A previous report concluded that AF was an independent prognostic marker only in patients with ischemic heart disease27; however, even in this subgroup of patients the relation between AF and risk of death was lost after adjustment for confounders. Whether these different findings may be related to higher proportions of patients receiving β‐blockers and ACE‐inhibitors or ARBs in our study remains speculation.

Limitations

The implantable cardioverter‐defibrillator (ICD) implantation rate for HF indication is very low in Norway and was not recorded in our study. However, we find it unlikely that ICD implants would have had an impact on the relation between AF and risk of death in this study. Except for β‐blocking agents, use of antiarrhythmic drugs and digoxin (or digitoxin, which is the preferred digitalis glycoside in Norway) was not systematically recorded in this study, and some of these drugs may be associated with adverse outcomes.
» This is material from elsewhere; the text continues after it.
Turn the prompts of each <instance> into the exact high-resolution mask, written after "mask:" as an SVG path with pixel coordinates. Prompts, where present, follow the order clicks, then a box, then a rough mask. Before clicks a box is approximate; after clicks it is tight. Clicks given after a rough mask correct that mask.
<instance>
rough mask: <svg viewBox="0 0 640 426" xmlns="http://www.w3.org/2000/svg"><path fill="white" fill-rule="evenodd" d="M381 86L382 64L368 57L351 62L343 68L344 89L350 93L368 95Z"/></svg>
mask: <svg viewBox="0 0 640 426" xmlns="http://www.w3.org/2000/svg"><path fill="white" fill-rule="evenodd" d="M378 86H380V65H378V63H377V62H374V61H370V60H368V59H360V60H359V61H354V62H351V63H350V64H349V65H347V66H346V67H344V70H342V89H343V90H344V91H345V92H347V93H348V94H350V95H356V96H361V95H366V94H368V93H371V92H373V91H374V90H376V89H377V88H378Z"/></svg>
However, there is reason to believe that these drugs would be used more often in AF patients; therefore, inclusion of this variable would probably weaken the association between AF per se and risk of death further. Information on the temporal pattern of AF (ie, paroxysmal, persistent, or permanent) or duration of AF was not available for this analysis.

Conclusion

In this cohort of HF patients receiving optimal medical treatment at specialized HF clinics, AF was not associated with increased risk of death after adjusting for confounding factors.